Vlad me conduit jusqu’au restaurant, une énorme hutte en bois de plusieurs étages qui comporte, sans surprise, des pattes de poulet là où la plupart des autres bâtiments ont des colonnes.
Alors que nous montons les marches en bois grinçantes, je passe les doigts sur l’une des « pattes ».
Elle semble faite en véritable peau de poulet.
De poulet cru, je veux dire.
C’est une touche sympa. Toujours évoquer le mot salmonellose à l’esprit des gens juste avant le dîner.
À l’intérieur, la salle n’aurait pas pu avoir un décor plus différent de l’ambiance rustique qu’affiche l’extérieur. Il y a du marbre et du cristal partout, qui évoquent à la fois la gare de Grand Central et le Metropolitan Opera.
La fête bat déjà son plein et les gens se trémoussent sur une gigantesque piste de danse.
Il y a aussi une scène, sur laquelle un type grassouillet et barbu, portant une tenue encore plus brillante qu’une boule à facettes, se dandine allégrement. Il tient un micro entre ses doigts poilus et boudinés comme des saucisses, et chante à pleins poumons.

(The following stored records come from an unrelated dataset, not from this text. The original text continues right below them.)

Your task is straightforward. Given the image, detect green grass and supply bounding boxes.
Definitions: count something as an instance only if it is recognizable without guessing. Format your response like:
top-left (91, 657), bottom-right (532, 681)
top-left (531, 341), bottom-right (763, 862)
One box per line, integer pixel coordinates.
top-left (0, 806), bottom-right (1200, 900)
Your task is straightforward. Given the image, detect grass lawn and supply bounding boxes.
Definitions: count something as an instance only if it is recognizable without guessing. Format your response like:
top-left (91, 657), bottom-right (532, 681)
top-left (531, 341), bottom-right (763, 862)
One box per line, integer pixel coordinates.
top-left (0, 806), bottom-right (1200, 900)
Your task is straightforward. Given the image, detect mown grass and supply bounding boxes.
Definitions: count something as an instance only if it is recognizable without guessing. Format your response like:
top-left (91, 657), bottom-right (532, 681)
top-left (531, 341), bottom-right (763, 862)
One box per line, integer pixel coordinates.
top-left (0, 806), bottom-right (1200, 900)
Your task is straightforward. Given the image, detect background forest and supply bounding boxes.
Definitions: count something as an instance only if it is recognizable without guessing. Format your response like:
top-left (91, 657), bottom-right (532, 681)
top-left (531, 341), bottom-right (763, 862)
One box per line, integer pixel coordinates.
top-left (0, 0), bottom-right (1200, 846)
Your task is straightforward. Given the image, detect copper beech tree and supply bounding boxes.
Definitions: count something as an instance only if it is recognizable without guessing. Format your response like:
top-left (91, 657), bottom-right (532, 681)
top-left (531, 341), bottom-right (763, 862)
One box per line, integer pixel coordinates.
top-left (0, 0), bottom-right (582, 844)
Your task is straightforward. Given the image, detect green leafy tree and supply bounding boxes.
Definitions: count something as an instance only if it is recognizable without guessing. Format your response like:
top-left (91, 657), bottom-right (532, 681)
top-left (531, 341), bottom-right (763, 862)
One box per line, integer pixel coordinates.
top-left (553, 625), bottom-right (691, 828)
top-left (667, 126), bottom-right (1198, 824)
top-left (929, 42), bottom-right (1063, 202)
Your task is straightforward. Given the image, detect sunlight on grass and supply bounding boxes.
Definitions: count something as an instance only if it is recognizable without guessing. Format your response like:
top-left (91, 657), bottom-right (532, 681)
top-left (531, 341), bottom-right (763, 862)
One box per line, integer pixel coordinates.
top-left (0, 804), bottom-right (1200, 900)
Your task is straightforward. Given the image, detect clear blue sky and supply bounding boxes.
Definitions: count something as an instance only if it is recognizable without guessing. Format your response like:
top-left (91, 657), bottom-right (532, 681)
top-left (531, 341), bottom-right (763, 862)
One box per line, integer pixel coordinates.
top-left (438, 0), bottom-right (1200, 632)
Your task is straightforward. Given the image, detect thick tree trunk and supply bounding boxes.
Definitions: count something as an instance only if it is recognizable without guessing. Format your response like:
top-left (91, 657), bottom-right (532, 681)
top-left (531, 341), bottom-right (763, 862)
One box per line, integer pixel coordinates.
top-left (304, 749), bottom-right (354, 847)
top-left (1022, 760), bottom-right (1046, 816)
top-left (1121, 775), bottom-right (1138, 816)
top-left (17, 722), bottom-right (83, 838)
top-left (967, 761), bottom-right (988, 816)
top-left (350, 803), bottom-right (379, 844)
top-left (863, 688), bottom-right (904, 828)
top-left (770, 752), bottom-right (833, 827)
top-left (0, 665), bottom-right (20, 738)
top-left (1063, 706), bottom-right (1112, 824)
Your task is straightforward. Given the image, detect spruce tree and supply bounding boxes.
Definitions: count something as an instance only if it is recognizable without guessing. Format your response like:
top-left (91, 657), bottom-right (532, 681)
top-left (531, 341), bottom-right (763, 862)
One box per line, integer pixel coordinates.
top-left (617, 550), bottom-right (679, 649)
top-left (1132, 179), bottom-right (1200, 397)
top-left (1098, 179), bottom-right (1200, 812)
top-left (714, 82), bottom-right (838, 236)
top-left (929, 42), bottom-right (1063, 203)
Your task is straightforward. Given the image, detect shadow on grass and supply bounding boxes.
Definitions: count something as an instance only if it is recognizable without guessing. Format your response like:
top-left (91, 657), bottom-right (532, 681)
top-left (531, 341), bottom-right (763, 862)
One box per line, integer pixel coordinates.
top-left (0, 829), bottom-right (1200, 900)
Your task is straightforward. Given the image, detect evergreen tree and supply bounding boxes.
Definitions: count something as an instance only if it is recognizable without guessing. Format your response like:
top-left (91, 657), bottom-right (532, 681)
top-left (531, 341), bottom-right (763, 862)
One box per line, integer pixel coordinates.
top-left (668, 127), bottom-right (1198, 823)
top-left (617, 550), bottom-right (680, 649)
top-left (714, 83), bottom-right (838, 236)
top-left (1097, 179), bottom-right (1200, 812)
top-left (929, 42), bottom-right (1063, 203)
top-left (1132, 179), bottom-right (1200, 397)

Cet endroit n’est donc pas qu’un restaurant. C’est aussi une boîte et une salle de spectacle, apparemment.
La musique au clavier me paraît vaguement familière, mais il me faut un moment pour décrypter ce que chante le barbu. Son fort accent russe et le contexte me perturbaient.
Il s’agit de la chanson Single Ladies (Put a Ring on It).
Sérieusement ? Beyoncé serait morte de rire si elle pouvait entendre ce massacre de sa chanson.
Vlad se penche vers moi et son souffle chaud effleure mon oreille.
— Ils font beaucoup de reprises, ici. Avec le public américain, attends-toi à en entendre souvent.
J’essaie d’ignorer la chair de poule agréable qui se répand le long de mon bras et réponds :
— Je suis impatiente de voir ça.
Lorsque nous avançons un peu plus dans la salle, je remarque que la plupart des clients ont une allure d’ingénieurs informaticiens. Il s’agit clairement du personnel de 1000 Diables.
— Là, dit Vlad en me touchant l’épaule, avant de pointer du doigt une table dans le coin de la piste de danse. Viens rencontrer ma famille.